PAPPY DAILY HEARD GEORGE JONES SING LIKE HANK WILLIAMS, LEFTY FRIZZELL, AND ROY ACUFF. THEN HE ASKED HIM ONE QUESTION: “CAN YOU SING LIKE GEORGE JONES?” When George Jones came back to Texas after the Marines, he had a guitar, a young family, and a voice built out of other men’s records. Roy Acuff had been the first hero. Hank Williams had shown him how much pain a country song could carry. Lefty Frizzell had taught him what could happen when a singer stretched one word until it sounded like five. George listened hard enough that their voices began showing up inside his own. In 1954, he cut his first record for Starday. The title was “No Money in This Deal.” It was recorded in a small East Texas house with trucks passing outside. The sound was rough. The records did not sell. George kept cutting songs, but the young singer on those early sides still sounded like he was trying to win an audition for the ghosts who had raised him. Then Pappy Daily stepped in. Daily was not a singer. He was a jukebox man, a record man, and the producer-manager who saw something in George before Nashville did. He had heard the kid imitate Roy Acuff. He had heard Hank Williams in the high, lonesome edge of the voice. He had heard Lefty Frizzell in the phrasing. One day, Daily asked him the question George needed to hear. He said, “George, I’ve heard you sing like Roy Acuff, Hank Williams, Lefty Frizzell. I just want to know one thing: Can you sing like George Jones?” That question did not turn George into a star overnight. There were still small labels, cheap studios, failed singles, and years before “White Lightning,” “She Thinks I Still Care,” and the records that would make his voice impossible to confuse with anybody else’s. But it gave him a direction. George never stopped carrying Hank, Lefty, and Roy inside the way he sang. He later admitted that Lefty shaped his phrasing more than anyone. But eventually the borrowed pieces became something else — the long held notes, the crack in the middle of a word, the feeling that a man was trying to stay calm while his whole life was giving way. Pappy Daily did not teach George Jones how to sound like George Jones. He made him understand that someday, he had to.
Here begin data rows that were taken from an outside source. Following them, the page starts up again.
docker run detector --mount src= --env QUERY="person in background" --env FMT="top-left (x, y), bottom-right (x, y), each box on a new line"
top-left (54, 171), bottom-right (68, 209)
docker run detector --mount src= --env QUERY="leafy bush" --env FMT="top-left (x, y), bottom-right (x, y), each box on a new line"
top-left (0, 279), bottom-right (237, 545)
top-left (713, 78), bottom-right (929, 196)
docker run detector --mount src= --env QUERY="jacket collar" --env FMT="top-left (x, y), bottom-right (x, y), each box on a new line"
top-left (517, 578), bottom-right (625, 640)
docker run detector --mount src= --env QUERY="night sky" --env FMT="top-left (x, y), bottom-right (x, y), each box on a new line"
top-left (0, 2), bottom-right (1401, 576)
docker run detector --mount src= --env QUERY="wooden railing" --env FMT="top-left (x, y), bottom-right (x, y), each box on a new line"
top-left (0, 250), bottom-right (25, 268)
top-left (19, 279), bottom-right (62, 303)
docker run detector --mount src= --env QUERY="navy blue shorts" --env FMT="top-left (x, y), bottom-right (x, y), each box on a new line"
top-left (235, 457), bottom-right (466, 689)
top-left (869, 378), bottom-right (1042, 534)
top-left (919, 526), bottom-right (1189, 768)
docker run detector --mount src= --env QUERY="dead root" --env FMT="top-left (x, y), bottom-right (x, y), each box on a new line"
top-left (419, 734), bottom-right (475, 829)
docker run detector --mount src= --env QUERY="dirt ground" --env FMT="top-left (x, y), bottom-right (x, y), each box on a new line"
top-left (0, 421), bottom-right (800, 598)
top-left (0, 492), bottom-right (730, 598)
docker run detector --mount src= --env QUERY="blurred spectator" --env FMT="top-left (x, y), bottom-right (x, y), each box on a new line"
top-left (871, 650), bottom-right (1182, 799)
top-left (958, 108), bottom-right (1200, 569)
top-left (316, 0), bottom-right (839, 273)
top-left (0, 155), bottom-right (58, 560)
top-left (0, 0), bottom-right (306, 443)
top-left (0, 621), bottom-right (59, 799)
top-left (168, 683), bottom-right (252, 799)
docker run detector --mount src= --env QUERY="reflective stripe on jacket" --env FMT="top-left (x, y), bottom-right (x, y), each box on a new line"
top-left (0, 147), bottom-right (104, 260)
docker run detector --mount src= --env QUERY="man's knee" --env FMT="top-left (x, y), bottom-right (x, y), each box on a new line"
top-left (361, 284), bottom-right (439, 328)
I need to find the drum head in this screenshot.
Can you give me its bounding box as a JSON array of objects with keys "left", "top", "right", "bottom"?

GEORGE JONES WAS SO NERVOUS PLAYING GUITAR FOR HANK WILLIAMS THAT HE BLEW THE SOLO. HANK WAS STILL THE REASON HE NEVER LEFT MUSIC. Before George Jones became the voice people called country music’s greatest, he was a skinny teenager trying to stay close to a radio microphone in Beaumont, Texas. He had already been singing for tips on street corners. He had already learned that a guitar could do more for a poor kid than most people around him expected. By the late 1940s, he had found work around KRIC Radio, playing wherever there was a slot, a local show, or a singer who needed another guitar. Then Hank Williams came through town. For George, Hank was not just another guest on the program. He was the man whose records had taken over his head. George later said he could barely think about anything else when Hank had a new song on the radio. Hank Williams was the sound he wanted to become before he had any idea that a singer needed his own sound to last. In 1949, Hank appeared live at KRIC. George was asked to play lead guitar on “Wedding Bells.” The moment came, and George froze. He was so excited about standing near Hank Williams that he blew the solo. The notes went wrong. The part he had probably practiced in his mind a hundred times came apart in front of the one person he wanted to impress most. But Hank did not make George forget the night. He made him remember it forever. George kept playing. He went into the Marines. He came back to Texas. He made records nobody bought at first. He sang too much like Hank, too much like Lefty Frizzell, too much like every hero whose voice had filled his childhood radio. Then, slowly, George Jones found the break in his own voice. The one that could hold a note until it sounded like a man had nowhere left to hide. Years later, George would become one of the few singers country music placed beside Hank Williams instead of behind him. But before all of that, he was just a nervous kid in a Beaumont radio studio, missing a guitar solo because Hank Williams had walked into the room.